No temas, pues no serás confundida; y no te avergüences, porque no serás afrentada, sino que te olvidarás de la vergüenza de tu juventud, y de la afrenta de tu viudez no tendrás más memoria. Isaías 54:4

La vergüenza es una de las herramientas favoritas del enemigo. Comenzando en nuestra infancia, él te recordará cada error y cada falla que hayas cometido, y te dirá "Vergüenza" incluso sobre cosas que no fueron tu culpa. Como adultos, "Vergüenza sobre ti" juega una y otra vez en nuestros pensamientos. Si volviste a tener un mal hábito, te dijiste a ti mismo: "Vergüenza". Si pasaste por un divorcio, el mensaje es "Vergüenza". La vergüenza nos hace sentir culpables e indignos, como si no mereciéramos ser bendecidos.

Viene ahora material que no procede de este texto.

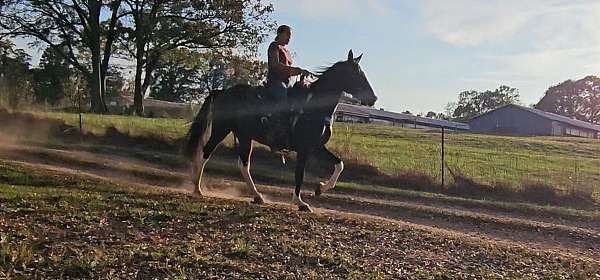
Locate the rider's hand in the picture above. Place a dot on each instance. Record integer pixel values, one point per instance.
(305, 72)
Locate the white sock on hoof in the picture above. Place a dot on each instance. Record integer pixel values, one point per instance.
(330, 184)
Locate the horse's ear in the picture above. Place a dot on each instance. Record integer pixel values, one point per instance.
(357, 60)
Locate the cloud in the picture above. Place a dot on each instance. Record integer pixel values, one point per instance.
(525, 43)
(468, 23)
(331, 9)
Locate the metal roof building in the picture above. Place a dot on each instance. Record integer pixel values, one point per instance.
(518, 120)
(355, 113)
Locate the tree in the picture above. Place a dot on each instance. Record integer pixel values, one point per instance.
(578, 99)
(52, 81)
(14, 74)
(160, 26)
(70, 27)
(186, 75)
(472, 103)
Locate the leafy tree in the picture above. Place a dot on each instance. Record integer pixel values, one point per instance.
(160, 26)
(431, 114)
(472, 103)
(70, 27)
(185, 75)
(578, 99)
(14, 74)
(52, 81)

Pero las Escrituras de hoy hablan de cómo Dios ha eliminado nuestra vergüenza. Ya sea por tu culpa o por la culpa de otra persona, no tienes que cargar con la gran carga de culpa, ni castigarte por errores pasados, ni sentirte mal por dentro. Cuando el enemigo dice: "Vergüenza", Dios dice: "Vergüenza; Te he perdonado, te he redimido, te he hecho valioso ". Tu valor proviene de tu Creador.